As you can see, data modeling relies on situational and social awareness, not just knowledge of a particular modeling approach or tool.
The Gravity of Conway’s Law
“…organizations which design systems (in the broad sense used here) are constrained to produce designs which are copies of the communication structures of these organizations.”
— Melvin Conway
In 1968, when computing meant giant mainframes and punch cards, Melvin Conway published a paper called “How Do Committees Invent?” He couldn’t have known it then, but his central observation would become a foundational law for technology and system design, eventually bearing his name: Conway’s Law.

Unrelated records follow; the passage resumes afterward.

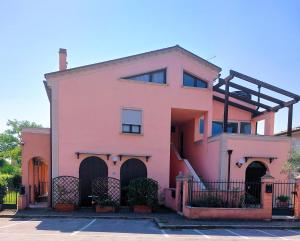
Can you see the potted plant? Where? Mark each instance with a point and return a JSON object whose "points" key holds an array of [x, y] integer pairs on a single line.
{"points": [[142, 195], [283, 201], [3, 191], [105, 204]]}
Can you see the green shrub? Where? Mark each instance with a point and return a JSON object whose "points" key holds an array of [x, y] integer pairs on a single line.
{"points": [[3, 189], [208, 201], [143, 191]]}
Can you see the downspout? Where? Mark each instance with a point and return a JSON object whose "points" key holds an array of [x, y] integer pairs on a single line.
{"points": [[49, 94], [229, 165]]}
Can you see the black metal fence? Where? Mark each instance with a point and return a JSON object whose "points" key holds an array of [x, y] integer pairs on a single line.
{"points": [[224, 194], [283, 200], [65, 189]]}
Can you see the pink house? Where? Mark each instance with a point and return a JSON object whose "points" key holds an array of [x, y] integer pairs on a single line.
{"points": [[155, 114]]}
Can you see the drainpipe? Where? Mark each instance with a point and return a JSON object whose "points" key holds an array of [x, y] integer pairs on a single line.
{"points": [[229, 165]]}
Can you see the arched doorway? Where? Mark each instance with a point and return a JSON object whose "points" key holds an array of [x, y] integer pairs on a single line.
{"points": [[131, 169], [38, 181], [254, 172], [90, 168]]}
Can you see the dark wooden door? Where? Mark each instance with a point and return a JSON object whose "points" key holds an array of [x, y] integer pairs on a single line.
{"points": [[254, 172], [131, 169], [90, 168]]}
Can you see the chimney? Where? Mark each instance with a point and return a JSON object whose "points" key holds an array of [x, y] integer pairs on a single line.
{"points": [[62, 59]]}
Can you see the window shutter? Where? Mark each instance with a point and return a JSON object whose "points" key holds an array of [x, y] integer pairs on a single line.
{"points": [[132, 117]]}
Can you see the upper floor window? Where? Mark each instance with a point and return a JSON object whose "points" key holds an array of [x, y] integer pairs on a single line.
{"points": [[217, 127], [158, 76], [131, 121], [201, 126], [192, 81], [232, 127], [245, 128]]}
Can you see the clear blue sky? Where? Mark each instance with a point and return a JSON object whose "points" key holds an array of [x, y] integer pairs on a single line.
{"points": [[258, 38]]}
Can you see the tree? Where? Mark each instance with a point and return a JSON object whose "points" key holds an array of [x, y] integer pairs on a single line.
{"points": [[292, 165], [10, 139]]}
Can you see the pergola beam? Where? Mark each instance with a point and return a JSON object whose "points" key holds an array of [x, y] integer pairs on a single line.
{"points": [[234, 104], [252, 92], [290, 121], [264, 84], [251, 102]]}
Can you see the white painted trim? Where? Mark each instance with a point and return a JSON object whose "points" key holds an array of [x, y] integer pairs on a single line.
{"points": [[36, 130]]}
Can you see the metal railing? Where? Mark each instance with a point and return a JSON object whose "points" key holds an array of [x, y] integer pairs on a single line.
{"points": [[224, 194]]}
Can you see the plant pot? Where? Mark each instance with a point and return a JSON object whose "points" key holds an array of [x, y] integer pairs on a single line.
{"points": [[105, 209], [64, 207], [142, 209], [283, 204]]}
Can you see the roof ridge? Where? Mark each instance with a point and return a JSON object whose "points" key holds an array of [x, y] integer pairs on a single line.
{"points": [[178, 47]]}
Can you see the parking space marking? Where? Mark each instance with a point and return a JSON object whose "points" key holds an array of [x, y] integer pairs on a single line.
{"points": [[164, 233], [83, 228], [293, 231], [270, 234], [236, 234], [201, 233], [13, 224]]}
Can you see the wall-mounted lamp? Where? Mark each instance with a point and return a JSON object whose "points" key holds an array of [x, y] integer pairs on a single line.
{"points": [[115, 159], [240, 162]]}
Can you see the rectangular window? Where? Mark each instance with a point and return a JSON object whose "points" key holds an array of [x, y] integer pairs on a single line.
{"points": [[131, 121], [192, 81], [217, 128], [232, 127], [157, 76], [201, 126], [245, 128]]}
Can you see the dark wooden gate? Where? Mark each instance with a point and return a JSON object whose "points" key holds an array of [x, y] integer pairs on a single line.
{"points": [[90, 169], [10, 198], [131, 169], [283, 198]]}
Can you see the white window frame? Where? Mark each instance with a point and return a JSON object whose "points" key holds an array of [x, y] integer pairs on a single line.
{"points": [[142, 121]]}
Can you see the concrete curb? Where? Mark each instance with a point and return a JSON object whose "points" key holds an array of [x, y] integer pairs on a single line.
{"points": [[293, 224], [226, 226]]}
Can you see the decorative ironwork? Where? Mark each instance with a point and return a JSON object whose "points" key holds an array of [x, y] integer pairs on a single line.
{"points": [[284, 198], [106, 191], [224, 194], [65, 189]]}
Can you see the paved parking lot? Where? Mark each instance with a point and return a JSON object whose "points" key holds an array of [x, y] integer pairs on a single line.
{"points": [[124, 229]]}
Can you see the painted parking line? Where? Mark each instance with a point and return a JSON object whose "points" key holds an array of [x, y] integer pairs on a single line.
{"points": [[270, 234], [164, 233], [13, 224], [293, 231], [83, 228], [236, 234], [201, 233]]}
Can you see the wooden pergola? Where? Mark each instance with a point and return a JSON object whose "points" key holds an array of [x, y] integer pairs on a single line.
{"points": [[228, 82]]}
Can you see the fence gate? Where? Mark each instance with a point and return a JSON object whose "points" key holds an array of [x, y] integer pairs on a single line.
{"points": [[283, 198], [10, 198]]}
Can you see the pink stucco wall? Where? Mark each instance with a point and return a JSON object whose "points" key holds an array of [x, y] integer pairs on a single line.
{"points": [[89, 103]]}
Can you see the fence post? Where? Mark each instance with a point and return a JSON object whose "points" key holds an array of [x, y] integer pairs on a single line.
{"points": [[267, 198], [297, 198]]}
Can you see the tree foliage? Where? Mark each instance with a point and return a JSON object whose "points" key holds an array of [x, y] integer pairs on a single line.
{"points": [[10, 139]]}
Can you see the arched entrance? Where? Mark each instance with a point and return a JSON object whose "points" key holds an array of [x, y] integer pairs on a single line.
{"points": [[254, 172], [38, 181], [131, 169], [90, 168]]}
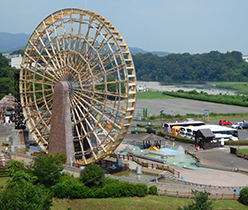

Conway’s Law states that organizations design systems that mirror their communication structure. Here, the org chart is “shipped” to the systems and architectures within the organization. The systems and data a company creates will reflect how its teams are organized and how they communicate. If the company is centralized and top-down, this creates hierarchical, siloed communication and systems. By contrast, a flat, decentralized organization will support less rigid, more open communication patterns.